Ich vermute hier auch den Fehler. HDD's sind extrem Hitze-empfindlich und gerade bei Gamern werden die Systeme hier zu stark überhitzt, dass die HDD's vorzeitig kaputt gehen. Ebenso SSD's verlieren ihre Funktionstüchigkeit, wenn sie das Limit ihrer stark begrenzten Schreibzyklen erreicht haben.

In beiden Fällen lassen sich einige die Datenbereiche nicht mehr einlesen und das System kommt an dieser Stelle nicht mehr weiter, da es ohne diese Daten nicht weiter geht.

Bevor Du hier aber bei einer erhöhten Fehlerrate der S.M.A.R.T.-Werte zu CHKDSK übergehst, solltest Du ganz dringend alle wichtigen Dateien extern sichern. Das machst Du mit dem Live-Ubuntu. Auf jeden Fall musst Du irgend welche unnötigen Aktivitäten vermeiden, die den Festspeicher endgültig killen!!!

Da musst Du dann alles verschieben, was zu verschieben ist. Die Festplatte ist hier dann hinüber und jetzt geht es nur noch darum, DEINE Dateien zu retten!

Ist etwas nicht zu verschieben, ist das der Beleg dafür, dass der Speicher hinüber ist. Aber es besteht noch die Möglichkeit, diese Dateien mit einem Spezial-Programm zu retten: Roadkil's Unstoppable Copier. Was hiermit nicht mehr zu retten ist, ist verloren.

Deshalb ist das Verschieben notwendig, damit Du nicht versehentlich irgend was doppelt kopierst und hierdurch die letzten Zugriffs-Gelegenheiten verballerst.

Wenn aber das Verschieben problemlos von Statten geht, dann kannst Du die Partitionen mit CHKDSK prüfen.

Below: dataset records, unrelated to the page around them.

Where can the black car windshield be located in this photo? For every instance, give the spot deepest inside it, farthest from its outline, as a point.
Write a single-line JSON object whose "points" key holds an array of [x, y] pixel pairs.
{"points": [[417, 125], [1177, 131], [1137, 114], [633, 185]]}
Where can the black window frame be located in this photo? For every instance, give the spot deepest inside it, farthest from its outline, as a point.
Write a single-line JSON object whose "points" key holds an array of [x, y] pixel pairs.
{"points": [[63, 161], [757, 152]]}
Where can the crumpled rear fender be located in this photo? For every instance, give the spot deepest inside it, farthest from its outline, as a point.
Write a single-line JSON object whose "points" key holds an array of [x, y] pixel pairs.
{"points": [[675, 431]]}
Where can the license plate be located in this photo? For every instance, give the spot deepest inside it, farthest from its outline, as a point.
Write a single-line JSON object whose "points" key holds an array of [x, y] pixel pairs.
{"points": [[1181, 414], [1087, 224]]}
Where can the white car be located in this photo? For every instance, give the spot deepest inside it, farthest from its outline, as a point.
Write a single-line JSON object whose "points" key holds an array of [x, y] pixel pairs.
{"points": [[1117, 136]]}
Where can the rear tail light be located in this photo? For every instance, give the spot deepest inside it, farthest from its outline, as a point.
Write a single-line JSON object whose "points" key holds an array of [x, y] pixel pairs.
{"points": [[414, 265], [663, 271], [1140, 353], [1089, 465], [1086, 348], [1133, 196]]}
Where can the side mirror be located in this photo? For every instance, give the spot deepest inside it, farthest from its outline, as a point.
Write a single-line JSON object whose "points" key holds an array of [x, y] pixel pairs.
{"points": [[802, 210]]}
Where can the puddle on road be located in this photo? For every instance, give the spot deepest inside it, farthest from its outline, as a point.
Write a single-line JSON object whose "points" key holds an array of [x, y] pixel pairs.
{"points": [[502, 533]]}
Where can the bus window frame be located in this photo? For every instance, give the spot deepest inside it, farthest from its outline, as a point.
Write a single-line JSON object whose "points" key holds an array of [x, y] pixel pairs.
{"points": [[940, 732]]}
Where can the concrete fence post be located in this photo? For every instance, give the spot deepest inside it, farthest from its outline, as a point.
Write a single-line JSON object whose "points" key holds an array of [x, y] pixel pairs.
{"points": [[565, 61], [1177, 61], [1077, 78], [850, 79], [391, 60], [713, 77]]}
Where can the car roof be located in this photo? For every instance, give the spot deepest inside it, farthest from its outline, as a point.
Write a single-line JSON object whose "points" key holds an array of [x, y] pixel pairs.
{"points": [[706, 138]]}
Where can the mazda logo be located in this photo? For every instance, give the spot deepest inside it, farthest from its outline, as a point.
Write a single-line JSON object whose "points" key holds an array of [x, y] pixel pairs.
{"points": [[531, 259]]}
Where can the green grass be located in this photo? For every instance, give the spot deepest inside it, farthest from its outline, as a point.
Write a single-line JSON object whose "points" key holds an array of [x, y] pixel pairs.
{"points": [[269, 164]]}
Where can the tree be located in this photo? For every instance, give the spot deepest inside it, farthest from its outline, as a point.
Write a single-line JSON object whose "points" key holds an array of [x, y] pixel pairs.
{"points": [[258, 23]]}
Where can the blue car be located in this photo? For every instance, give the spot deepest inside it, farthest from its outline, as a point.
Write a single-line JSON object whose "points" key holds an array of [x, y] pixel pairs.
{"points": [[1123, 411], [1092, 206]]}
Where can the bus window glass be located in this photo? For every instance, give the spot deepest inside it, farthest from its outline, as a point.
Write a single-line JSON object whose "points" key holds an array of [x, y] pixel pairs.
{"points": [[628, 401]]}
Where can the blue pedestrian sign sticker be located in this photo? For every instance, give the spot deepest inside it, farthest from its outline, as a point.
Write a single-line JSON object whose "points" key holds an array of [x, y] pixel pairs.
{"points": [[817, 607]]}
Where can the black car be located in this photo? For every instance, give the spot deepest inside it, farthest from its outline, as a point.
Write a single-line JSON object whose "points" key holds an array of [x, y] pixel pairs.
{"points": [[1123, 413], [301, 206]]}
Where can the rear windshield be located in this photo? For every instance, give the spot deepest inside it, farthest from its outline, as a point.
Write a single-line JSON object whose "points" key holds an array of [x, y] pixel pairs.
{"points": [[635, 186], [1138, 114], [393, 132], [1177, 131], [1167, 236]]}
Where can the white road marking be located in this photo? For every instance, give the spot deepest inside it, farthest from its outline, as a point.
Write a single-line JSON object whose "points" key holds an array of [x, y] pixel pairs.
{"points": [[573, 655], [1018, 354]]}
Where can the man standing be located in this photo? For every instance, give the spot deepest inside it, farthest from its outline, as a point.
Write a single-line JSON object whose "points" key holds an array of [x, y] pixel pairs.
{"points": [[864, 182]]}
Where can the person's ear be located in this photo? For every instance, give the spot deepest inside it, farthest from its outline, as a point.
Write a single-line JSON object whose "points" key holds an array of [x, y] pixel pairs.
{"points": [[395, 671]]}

Das Problem mit CHKDSK ist nämlich, dass es fragmentierte Dateien nur in ihren Fragmenten wiederherstellen kann und damit bleibt nur Daten-Müll übrig. Dieser Vorgang ist dann auch nicht mehr zu stoppen und zusätzliche Schreibvorgänge hierdurch zerstören eine stark beschädigte Disk nur noch mehr.

Also eigentlich darfst Du in diesem Fall auch das System gar nicht mehr starten, denn jede weitere Aktion reduziert die Lebensdauer zusätzlich und man schickt keinen sterbenden Schwan mehr auf die Bühne.

Das mit den defekten Festplatten ist sehr kompliziert und es passiert irgendwann einfach und fortschreitend, wenn man sich nicht im Vorfeld um die Daten-Träger-Gesundheit kümmert. Wenn nämlich solche Fehler auftauchen, ist es fast schon zu spät, um hier noch irgendwas zu retten! Und ein Daten-Rettungs-Service kostet je nach Schwere des Schadens ab ca. 600 € aufwärts (für deutlich unter 1TB) mit geringer Wahrscheinlichkeit auf umfassende Datenrettung.

Danach brauchst Du eine neue Festplatte, denn zu reparieren/flicken ist hier nichts mehr.

Aber alles vorausgesetzt, dass es sich hierbei tatsächlich um einen Speicherschaden handelt.

Viel Erfolg bei der Fehlersuche. Ist das zu kompliziert für Dich, dann such Dir lieber Hilfe von jemandem der Ahnung hat – wirklich Ahnung!